Flipkart.com产品'价格'和产品'称号'提取使用Python [英] Flipkart.com product 'price' and product 'title' extraction using Python
问题描述
我写了下面的Python code提取价格指定项目从flipkart.com
进口的urllib2
进口BS4
进口重项=Wilco的经典文库:自传的瑜伽(精装)
item.replace(,+)
链接= 'http://www.flipkart.com/search/a/all?query={0}&vertical=all&dd=0&autosuggest[as]=off&autosuggest[as-submittype]=entered&autosuggest[as-grouprank]=0&autosuggest[as-overallrank]=0&autosuggest[orig-query]=&autosuggest[as-shown]=off&Search=%C2%A0&otracker=start&_r=YSWdYULYzr4VBYklfpZRbw--&_l=pMHn9vNCOBi05LKC_PwHFQ--&ref=a2c6fadc-2e24-4412-be6a-ce02c9707310&selmitem=All+Categories'.format(item)
R = urllib2.Request(链接,标题= {用户代理:巨蟒urlli〜})
尝试:
响应= urllib2.urlopen(r)的
除:
打印网络连接错误
翻动书页= response.read()
汤= bs4.BeautifulSoup(翻动书页)
firstBlockSoup = soup.find('格',ATTRS = {'类':'FK-SRCH项'})
priceSoup = firstBlockSoup.find('B',ATTRS = {'类':'fksd-bodyText的价格最终价格'})
价格= priceSoup.contents [0]
打印价格titleSoup = firstBlockSoup.find('A',ATTRS = {'类':'FK-SRCH标题文本fksd-bodyText的'})
标题= titleSoup.findAll('B')
打印标题
执行打印时没有问题的价格高于code。
卢比。 138
但是如下获得标题
[< B>的Wilco< / B&GT中,< B>经典< / B&GT中,< B>图书馆< / B&GT中,< B>自传< / b&GT中,< b>将< / b&GT中,< b>在< / b&GT中,< b>瑜伽< / b&GT中,< b>精装书< / b>]
原因将是显而易见的,如果你看一下的源头code <一个href=\"http://www.flipkart.com/search-books?query=Wilco%20Classic%20Library:Autobiography%20Of%20a%20Yogi%20%28Hardcover%29&from=all&searchGroup=all&autosuggest%5Bas%5D=off&autosuggest%5Bas-submittype%5D=entered&autosuggest%5Bas-grouprank%5D=0&autosuggest%5Bas-overallrank%5D=0&autosuggest%5Borig-query%5D=&autosuggest%5Bas-shown%5D=off&selmitem=All%20Categories&otracker=start&vertical=all&_l=WE_JphiGfT8Bh6aXp1vT2w--&_r=_MFMNA8pxFY3ZpKGrqRTOA--&ref=b015ecfa-833a-4e1b-b50e-11b9515d2498\"相对=nofollow>产品页面(使用检查元素')
现在,我如何提取称号适当的格式,以便打印:
Wilco的经典文库:自传的瑜伽(精装)
只需使用上 titleSoup
的文本
方法
&GT;&GT;&GT; titleSoup = firstBlockSoup.find('A',ATTRS = {'类':'FK-SRCH标题文本fksd-bodyText的'})

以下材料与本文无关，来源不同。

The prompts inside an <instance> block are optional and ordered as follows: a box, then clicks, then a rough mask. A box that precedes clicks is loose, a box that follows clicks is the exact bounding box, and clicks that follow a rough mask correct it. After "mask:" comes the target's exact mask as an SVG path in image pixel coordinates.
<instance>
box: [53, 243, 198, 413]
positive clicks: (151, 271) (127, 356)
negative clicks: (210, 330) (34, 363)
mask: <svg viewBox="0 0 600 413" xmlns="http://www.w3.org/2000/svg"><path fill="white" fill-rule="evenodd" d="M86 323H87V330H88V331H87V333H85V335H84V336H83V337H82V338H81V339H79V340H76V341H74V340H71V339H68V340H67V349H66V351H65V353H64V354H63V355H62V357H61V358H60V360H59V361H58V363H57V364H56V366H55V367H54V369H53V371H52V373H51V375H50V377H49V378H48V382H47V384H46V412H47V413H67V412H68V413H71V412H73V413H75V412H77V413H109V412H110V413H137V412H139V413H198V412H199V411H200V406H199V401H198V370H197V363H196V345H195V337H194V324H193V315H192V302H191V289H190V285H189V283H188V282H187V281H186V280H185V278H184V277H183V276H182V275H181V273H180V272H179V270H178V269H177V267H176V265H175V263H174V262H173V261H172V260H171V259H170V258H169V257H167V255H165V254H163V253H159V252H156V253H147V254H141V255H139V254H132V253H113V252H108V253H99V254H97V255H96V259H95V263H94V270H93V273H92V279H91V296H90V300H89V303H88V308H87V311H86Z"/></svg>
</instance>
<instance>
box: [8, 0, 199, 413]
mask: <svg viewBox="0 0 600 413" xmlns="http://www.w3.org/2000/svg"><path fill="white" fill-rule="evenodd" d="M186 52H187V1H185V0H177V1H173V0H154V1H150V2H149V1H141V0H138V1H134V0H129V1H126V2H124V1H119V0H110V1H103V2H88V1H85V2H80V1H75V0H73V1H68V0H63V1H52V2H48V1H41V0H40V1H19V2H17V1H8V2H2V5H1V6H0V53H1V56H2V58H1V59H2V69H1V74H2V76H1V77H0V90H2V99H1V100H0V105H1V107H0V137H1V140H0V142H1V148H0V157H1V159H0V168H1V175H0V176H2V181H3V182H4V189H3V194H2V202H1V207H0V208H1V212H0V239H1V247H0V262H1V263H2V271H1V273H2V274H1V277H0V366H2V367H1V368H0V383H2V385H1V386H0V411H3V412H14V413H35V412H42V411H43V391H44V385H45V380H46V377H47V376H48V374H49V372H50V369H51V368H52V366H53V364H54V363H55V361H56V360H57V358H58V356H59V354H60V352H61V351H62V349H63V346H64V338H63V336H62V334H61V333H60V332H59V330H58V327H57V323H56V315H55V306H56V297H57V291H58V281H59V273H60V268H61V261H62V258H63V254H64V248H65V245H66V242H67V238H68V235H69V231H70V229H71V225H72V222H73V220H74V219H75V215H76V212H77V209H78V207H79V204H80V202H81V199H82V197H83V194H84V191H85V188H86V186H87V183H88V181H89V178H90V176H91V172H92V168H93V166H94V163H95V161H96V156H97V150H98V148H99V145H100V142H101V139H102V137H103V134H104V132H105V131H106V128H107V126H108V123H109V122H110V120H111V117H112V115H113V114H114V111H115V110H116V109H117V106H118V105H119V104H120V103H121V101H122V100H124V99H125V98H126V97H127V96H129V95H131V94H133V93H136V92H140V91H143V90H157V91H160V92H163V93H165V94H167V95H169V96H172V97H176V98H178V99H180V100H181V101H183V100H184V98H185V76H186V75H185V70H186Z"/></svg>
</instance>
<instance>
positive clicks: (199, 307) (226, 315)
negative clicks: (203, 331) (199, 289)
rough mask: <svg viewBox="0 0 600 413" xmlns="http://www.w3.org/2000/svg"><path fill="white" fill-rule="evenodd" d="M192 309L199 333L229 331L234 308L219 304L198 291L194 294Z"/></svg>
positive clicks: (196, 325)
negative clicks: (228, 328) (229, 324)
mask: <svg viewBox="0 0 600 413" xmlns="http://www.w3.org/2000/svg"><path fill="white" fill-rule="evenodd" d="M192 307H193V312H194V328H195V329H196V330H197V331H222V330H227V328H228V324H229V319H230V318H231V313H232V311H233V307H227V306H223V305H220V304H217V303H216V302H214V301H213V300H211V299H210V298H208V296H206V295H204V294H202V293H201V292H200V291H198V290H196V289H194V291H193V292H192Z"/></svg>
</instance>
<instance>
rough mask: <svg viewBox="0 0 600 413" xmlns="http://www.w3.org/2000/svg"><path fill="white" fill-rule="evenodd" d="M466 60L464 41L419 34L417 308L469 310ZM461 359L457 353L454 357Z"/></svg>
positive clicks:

&GT;&GT;&GT; titleSoup.text
u'Wilco经典文库:自传的瑜伽(精装)'
这也将工作:
invalid_tags = ['B']
titleSoup = firstBlockSoup.find('A',ATTRS = {'类':'FK-SRCH标题文本fksd-bodyText的'})在invalid_tags标签:
对于比赛中titleSoup.findAll(标签):
match.replaceWithChildren()
打印。加入(titleSoup.contents)
I have written the following Python code to extract the PRICE of the item specified from flipkart.com
import urllib2
import bs4
import re
item="Wilco Classic Library: Autobiography Of a Yogi (Hardcover)"
item.replace(" ", "+")
link = 'http://www.flipkart.com/search/a/all?query={0}&vertical=all&dd=0&autosuggest[as]=off&autosuggest[as-submittype]=entered&autosuggest[as-grouprank]=0&autosuggest[as-overallrank]=0&autosuggest[orig-query]=&autosuggest[as-shown]=off&Search=%C2%A0&otracker=start&_r=YSWdYULYzr4VBYklfpZRbw--&_l=pMHn9vNCOBi05LKC_PwHFQ--&ref=a2c6fadc-2e24-4412-be6a-ce02c9707310&selmitem=All+Categories'.format(item)
r = urllib2.Request(link, headers={"User-Agent": "Python-urlli~"})
try:
response = urllib2.urlopen(r)
except:
print "Internet connection error"
thePage = response.read()
soup = bs4.BeautifulSoup(thePage)
firstBlockSoup = soup.find('div', attrs={'class': 'fk-srch-item'})
priceSoup=firstBlockSoup.find('b',attrs={'class':'fksd-bodytext price final-price'})
price=priceSoup.contents[0]
print price
titleSoup=firstBlockSoup.find('a',attrs={'class':'fk-srch-title-text fksd-bodytext'})
title=titleSoup.findAll('b')
print title
The above code when executed prints the PRICE without issues.
Rs. 138
But the title is obtained as follows:
[<b>Wilco</b>, <b>Classic</b>, <b>Library</b>, <b>Autobiography</b>, <b>Of</b>, <b>a</b>, <b>Yogi</b>, <b>Hardcover</b>]
The reason will be apparent if you have a look at the source code of the product page (use 'Inspect element')
Now, How do I extract the TITLE in a proper format so as to print:
Wilco Classic Library: Autobiography Of a Yogi (Hardcover)
Just use the text
method on titleSoup
>>> titleSoup=firstBlockSoup.find('a',attrs={'class':'fk-srch-title-text fksd-bodytext'})
>>> titleSoup.text
u'Wilco Classic Library: Autobiography Of a Yogi (Hardcover)'
This will also work:
invalid_tags = ['b']
titleSoup=firstBlockSoup.find('a',attrs={'class':'fk-srch-title-text fksd-bodytext'})
for tag in invalid_tags:
for match in titleSoup.findAll(tag):
match.replaceWithChildren()
print "".join(titleSoup.contents)
这篇关于Flipkart.com产品'价格'和产品'称号'提取使用Python的文章就介绍到这了,希望我们推荐的答案对大家有所帮助,也希望大家多多支持IT屋!